On 01/11/2016 07:52, Andris Reinman wrote:
> Hey all,
>
> We at
www.zone.ee (local hosting company) have been using Rspamd in a
> single server to filter some of the outbound email traffic. MTA server
> that uses Rspamd is home-brewed ZoneMTA
> (
https://github.com/zone-eu/zone-mta). The current volume processed by
> Rspamd is about 200k emails a day and so far it has performed really
> well, CPU usage has been nearly non-existant. Based on the current
> experience we plan to replace SpamAssassin with Rspamd for inbound
> emails as well.
Thank you for your valuable feedback, please see my reply below.
> We have also ran into some problems with Rspamd:
>
> 1. Redis usage. Using Redis did not seem to work for Bayes classifier in
> stable 1.3 (Rspamd did not give any bayes ham or spam points to
> messages), so we upgraded to the development 1.4. In the end we had to
> turn it off though, Rspamd was opening so many connections to Redis over
> time (thousands of connections), that it exhausted Redis connection limits.
From 1.4, Rspamd uses Redis pool for lua connections but not for Bayes.

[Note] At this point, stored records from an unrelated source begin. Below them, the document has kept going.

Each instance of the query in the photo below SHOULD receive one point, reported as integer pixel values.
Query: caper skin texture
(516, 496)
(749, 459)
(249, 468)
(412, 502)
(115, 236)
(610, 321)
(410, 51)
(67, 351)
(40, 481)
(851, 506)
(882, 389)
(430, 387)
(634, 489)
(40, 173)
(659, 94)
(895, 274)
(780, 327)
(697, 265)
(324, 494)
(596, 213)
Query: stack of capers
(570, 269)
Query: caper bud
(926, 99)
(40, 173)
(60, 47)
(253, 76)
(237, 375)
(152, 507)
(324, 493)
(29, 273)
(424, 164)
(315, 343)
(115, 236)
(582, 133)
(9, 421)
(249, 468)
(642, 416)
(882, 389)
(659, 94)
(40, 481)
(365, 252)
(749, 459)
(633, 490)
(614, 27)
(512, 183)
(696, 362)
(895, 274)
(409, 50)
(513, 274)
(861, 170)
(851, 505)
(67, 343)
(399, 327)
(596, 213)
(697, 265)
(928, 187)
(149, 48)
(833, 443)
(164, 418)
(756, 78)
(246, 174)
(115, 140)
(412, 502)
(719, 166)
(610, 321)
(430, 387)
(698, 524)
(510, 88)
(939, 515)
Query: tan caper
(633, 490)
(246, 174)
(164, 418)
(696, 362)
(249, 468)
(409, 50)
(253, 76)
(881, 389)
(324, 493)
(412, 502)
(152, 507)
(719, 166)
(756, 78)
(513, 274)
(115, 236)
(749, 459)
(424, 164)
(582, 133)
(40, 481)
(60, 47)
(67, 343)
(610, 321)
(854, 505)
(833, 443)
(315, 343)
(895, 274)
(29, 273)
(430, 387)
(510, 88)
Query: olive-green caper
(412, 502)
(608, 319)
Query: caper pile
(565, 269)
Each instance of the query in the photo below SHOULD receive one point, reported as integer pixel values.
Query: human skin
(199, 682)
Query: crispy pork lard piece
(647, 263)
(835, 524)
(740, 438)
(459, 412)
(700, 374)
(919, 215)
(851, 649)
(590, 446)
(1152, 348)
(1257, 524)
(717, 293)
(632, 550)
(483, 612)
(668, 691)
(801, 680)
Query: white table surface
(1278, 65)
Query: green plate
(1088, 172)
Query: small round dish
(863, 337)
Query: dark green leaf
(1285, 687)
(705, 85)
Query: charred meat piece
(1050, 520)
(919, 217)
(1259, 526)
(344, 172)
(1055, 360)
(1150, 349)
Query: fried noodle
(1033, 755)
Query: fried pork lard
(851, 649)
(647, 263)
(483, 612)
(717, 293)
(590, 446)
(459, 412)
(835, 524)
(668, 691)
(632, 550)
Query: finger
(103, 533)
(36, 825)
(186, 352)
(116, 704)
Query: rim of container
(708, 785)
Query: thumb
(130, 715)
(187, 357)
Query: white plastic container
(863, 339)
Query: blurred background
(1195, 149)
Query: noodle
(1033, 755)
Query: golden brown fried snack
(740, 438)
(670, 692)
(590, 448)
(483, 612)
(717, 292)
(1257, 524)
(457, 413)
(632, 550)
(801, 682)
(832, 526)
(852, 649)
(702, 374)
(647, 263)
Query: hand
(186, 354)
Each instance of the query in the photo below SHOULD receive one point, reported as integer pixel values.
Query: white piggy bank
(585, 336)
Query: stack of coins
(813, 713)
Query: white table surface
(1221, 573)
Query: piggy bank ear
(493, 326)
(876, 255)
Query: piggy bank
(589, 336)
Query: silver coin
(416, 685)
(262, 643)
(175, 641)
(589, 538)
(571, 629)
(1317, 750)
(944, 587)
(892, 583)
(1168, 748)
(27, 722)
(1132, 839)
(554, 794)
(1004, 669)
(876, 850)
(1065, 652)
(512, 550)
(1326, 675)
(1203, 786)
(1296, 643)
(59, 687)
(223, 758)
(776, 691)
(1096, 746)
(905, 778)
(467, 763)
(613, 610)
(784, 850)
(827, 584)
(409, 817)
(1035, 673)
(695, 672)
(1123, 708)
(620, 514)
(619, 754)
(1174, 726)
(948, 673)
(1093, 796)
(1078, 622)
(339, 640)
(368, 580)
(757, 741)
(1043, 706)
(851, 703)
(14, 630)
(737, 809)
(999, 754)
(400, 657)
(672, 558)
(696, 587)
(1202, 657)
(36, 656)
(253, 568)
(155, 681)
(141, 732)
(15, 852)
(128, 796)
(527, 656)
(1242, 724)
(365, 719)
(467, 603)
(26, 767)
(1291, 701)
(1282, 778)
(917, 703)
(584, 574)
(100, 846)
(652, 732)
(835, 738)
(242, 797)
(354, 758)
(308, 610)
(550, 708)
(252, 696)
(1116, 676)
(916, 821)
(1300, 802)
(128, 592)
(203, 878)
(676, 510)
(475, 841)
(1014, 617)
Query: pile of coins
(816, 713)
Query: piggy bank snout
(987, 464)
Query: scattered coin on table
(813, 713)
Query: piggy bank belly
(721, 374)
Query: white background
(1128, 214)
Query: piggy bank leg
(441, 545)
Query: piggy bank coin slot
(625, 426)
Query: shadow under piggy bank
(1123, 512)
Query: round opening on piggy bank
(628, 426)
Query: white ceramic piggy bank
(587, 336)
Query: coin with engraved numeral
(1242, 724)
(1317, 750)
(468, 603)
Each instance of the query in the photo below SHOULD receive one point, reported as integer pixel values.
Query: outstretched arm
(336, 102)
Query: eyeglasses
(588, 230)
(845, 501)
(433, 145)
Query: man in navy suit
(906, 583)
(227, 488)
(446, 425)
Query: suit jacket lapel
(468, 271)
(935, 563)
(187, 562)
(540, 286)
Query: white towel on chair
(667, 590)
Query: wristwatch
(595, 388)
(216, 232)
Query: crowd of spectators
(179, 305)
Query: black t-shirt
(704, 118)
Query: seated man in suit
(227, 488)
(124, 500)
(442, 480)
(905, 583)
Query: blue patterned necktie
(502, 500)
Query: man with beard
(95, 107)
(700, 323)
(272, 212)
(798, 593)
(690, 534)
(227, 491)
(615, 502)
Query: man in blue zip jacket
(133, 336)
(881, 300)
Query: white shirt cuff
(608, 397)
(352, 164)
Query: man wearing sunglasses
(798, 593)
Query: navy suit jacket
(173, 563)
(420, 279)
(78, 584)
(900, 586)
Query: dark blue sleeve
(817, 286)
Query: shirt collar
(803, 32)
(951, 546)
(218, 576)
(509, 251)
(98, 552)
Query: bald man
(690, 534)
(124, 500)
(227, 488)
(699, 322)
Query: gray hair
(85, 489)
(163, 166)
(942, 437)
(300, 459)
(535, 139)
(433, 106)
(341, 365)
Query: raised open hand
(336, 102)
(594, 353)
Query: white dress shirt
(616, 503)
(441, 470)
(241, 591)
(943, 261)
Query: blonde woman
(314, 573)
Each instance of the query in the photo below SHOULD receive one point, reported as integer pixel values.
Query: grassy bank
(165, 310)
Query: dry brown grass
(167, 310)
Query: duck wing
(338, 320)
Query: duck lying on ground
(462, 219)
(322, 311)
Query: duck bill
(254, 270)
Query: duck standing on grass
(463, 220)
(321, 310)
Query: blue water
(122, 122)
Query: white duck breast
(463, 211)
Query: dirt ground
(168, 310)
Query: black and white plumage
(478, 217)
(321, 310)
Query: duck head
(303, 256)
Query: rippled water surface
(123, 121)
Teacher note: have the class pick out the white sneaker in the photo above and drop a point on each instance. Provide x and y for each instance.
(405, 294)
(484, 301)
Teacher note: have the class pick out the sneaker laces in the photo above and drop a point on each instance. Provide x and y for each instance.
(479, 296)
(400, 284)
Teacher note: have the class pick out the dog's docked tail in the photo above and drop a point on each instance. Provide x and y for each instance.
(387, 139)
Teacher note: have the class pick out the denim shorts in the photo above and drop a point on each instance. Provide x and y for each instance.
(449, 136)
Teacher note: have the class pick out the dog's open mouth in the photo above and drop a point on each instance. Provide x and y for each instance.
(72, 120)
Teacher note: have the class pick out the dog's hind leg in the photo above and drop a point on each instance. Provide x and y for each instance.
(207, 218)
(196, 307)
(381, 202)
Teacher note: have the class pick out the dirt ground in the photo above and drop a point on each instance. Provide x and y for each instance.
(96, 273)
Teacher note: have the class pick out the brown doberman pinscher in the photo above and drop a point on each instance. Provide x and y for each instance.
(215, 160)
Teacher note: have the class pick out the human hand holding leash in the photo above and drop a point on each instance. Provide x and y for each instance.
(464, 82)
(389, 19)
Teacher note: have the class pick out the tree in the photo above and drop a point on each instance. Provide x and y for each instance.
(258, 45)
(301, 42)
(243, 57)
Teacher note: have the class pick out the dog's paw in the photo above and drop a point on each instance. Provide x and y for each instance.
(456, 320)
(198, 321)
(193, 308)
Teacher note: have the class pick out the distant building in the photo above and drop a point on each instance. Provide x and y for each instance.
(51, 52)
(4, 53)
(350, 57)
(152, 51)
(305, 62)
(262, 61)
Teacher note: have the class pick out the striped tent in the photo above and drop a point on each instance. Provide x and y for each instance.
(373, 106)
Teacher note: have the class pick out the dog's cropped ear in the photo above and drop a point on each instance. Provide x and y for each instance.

Your issue looks strange because I have never observed issues with
bayes. As a temporary workaround you could add connection time limit to
Redis itself:
# Close the connection after a client is idle for N seconds (0 to disable)
timeout 3
> 2. Large RAM use. Normally Rspamd process RAM usage was around 200-300MB
> but switching on PhishTank support increased RAM usage up to 700-900MB
> per "normal worker" process (main process still takes around 300MB). The
> server has a lot of cores and thus Rspamd created a lot of worker
> processes. We really wanted PhishTank support, so we reduced the number
> of Rspamd workers which kind of fixed the problem - the server has
> enough RAM that having 5 worker processes taking 4-5BG RAM is not a
> problem. It seems weird though.
Do you mean RSS or VSZ for a process? VSZ doesn't mean anything on 64
bit system. Here is what I see on a production system:
PID USER PR NI VIRT RES SHR S %CPU %MEM TIME+ COMMAND
17895 _rspamd 20 0 170704 24316 7008 R 28,6 0,0 0:06.70 rspamd
So actually a process eats like 24Mb memory + 7Mb of shared memory which
looks quite reasonable. Over time, it usually increases to about
50-100Mb due to memory fragmentation.
Phishtank is different indeed. I've recently added some fixes to reduce
Rspamd memory (and network bandwidth) footprint when using it but it is
still quite high.
> 3. Understanding default configuration. It took a while until we
> realised that Rspamd has its own rate limiting. At first we thought that
> 504 errors for spam checks were happening because Rspamd itself was
> having issues. We do not need rate limiting for outbound so once when we
> figured out what was actually going on we were able to disable it.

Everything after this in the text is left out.